Martins-de-Souza, D., Carvalho, P. C., Schmitt, A., Junqueira, M., Nogueira, F. C. S., Turck, C. W., et al. (2014). Deciphering the Human Brain Proteome: Characterization of the Anterior Temporal Lobe and Corpus Callosum As Part of the Chromosome 15-centric Humane Proteome Project Human Proteome Project. JOURNAL OF PROTEOME RESEARCH, 13(1 (Special Issue)), 147-157. doi:10.1021/pr4009157.


Cite as: http://hdl.handle.net/11858/00-001M-0000-0026-B99D-3
Abstract
Defining the proteomes encoded by each chromosome and characterizing proteins related to human illnesses are among the goals of the Chromosome-centric Human Proteome Project (C-HPP) and the Biology and Disease-driven HPP. Following these objectives, we investigated the proteomes of the human anterior temporal lobe (ATL) and corpus callosum (CC) collected post-mortem from eight subjects.
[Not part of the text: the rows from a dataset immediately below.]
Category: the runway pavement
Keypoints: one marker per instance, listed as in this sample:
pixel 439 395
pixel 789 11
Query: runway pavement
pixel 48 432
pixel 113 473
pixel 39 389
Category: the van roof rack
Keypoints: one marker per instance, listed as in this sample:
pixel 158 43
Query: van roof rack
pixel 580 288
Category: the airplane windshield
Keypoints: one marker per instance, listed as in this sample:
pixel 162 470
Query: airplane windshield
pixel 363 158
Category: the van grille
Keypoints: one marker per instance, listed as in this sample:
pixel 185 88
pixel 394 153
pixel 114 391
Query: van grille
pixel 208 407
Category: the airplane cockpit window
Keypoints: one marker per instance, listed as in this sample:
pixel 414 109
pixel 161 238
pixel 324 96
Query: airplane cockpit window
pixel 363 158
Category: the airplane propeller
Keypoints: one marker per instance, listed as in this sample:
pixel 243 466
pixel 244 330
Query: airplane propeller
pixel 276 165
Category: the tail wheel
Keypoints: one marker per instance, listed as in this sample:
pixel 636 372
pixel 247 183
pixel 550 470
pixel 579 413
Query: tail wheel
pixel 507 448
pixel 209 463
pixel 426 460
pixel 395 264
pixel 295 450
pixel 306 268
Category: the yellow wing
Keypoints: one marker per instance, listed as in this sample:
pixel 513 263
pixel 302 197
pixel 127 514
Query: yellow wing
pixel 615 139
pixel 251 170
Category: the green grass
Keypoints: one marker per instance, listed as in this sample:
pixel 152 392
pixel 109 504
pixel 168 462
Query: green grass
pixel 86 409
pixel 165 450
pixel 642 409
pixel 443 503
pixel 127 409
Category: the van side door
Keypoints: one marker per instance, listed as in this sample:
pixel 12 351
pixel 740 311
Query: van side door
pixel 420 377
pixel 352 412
Using a label-free GeLC-MS/MS approach, we identified 2454 proteins in the ATL and 1887 in the CC through roughly 7500 and 5500 peptides, respectively. Considering that the ATL is a gray-matter region while the CC is a white-matter region, they presented proteomes specific to their functions. Besides, 38 proteins were found to be differentially expressed between the two regions. Furthermore, the proteome data sets were classified according to their chromosomal origin, and five proteins were evidenced at the MS level for the first time. We identified 70 proteins of the chromosome 15 one of them for the first time by MS which were submitted to an in silico pathway analysis. These revealed branch point proteins associated with Prader Willi and Angelman syndromes and dyskeratosis congenita, which are chromosome-15-associated presented here can be a useful for brain disorder studies as well as for contributing to the C-HPP initiative. Our data are publicly available as resource data to C-HPP participant groups at http://yoda.iq.ufrj.br/Daniel/chpp2013. Additionally, the mass spectrometry proteomics data have been deposited to the ProteomeXchange with identifier PXD000547 for the corpus callosum and PXD000548 for the anterior temporal lobe.